The investment of Sky Cable by Cignal Cable is expected to benefit the former’s existing customer base consisting of over 300 thousand cable subscribers and close to 350 thousand broadband subscribers as of the end of June 2022. This will allow Sky Cable to expand significantly its coverage, offerings, and services. It will also enable Sky Cable to expand its broadband reach and capacity in support of the government’s plan to prioritize the development of the country’s digital infrastructure, reaching a larger portion of the Filipino population and providing them with greater choices for their content and internet requirements.

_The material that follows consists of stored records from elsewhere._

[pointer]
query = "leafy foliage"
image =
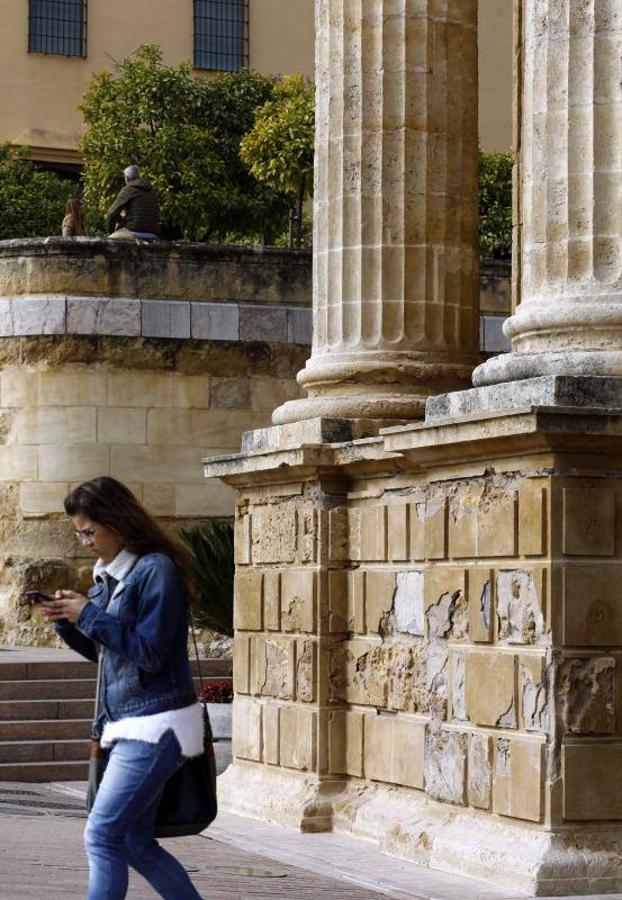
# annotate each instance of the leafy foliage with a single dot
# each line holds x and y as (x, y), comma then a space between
(32, 201)
(495, 204)
(184, 133)
(279, 148)
(211, 546)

Cignal Cable believes that its entry into Sky Cable will strengthen and enhance its public services offerings. Currently Sky Cable is operating Knowledge Channel, which provide educational programs for children, and DepEd Channel, which offered Long-Distance Learning to the Filipino youth during the pandemic in cooperation with the Department of Education. Cignal Cable plans to expand the public services programs that will be offered by Sky Cable to assist the Government in providing public services to the Filipinos, particularly in remote areas.

Simultaneously with the execution of the Sale and Purchase Agreement, the parties executed a Debt Instruments Agreement, whereby Sky Vision Corporation agreed to issue an Exchangeable Debt Instrument (the “Debt Instrument”) to Cignal Cable with a face value of Php4.388Bn. The Debt Instrument gives Cignal Cable the option to acquire additional Sky Cable shares equivalent to 61.12% of the outstanding capital stock of Sky Cable after 8 years from its issuance, subject to obtaining regulatory approvals. Under the Debt Instruments Agreement, Cignal Cable will also acquire a Convertible Note issued by Sky Cable (the “Convertible Note”) with a face value of Php250Mn and convertible into primary shares of Sky Cable representing about 1.84% of outstanding capital stock.

The proceeds of the sale of the Sale Shares, the Convertible Note and the issuance of the Debt Instrument in the total amount of Php7.5Bn will be used to repay certain obligations of ABS-CBN and Sky Vision and to fund the investment of ABS-CBN in TV5.

ePLDT, a subsidiary of PLDT, Inc., will fund, through a loan extended to Cignal Cable, the Php7.5Bn acquisition cost of Cignal Cable of the Sale Shares and the foregoing debt instruments.

Financial closing, which is expected within the month of August 2022, shall be subject to compliance with certain closing conditions which include, full payment of the purchase price for the common shares, subscription to the Debt Instrument, and purchase of the Convertible Note.

AlphaPrimus Advisors and Picazo Buyco Tan Fider & Santos advised the MediaQuest group on this transaction while the law firms of Romulo Mabanta and Quiason Makalintal advised ABS-CBN.

Other Relevant Information

1. This press release may contain some statements which constitute “forward-looking statements” that are subject to a number of risks and opportunities that could affect PLDT’s business and results of operations. Although PLDT believes that expectations reflected in any forward-looking statements are reasonable, it can give no guarantee of future performance, action or events.

2. Please refer to the attached press release.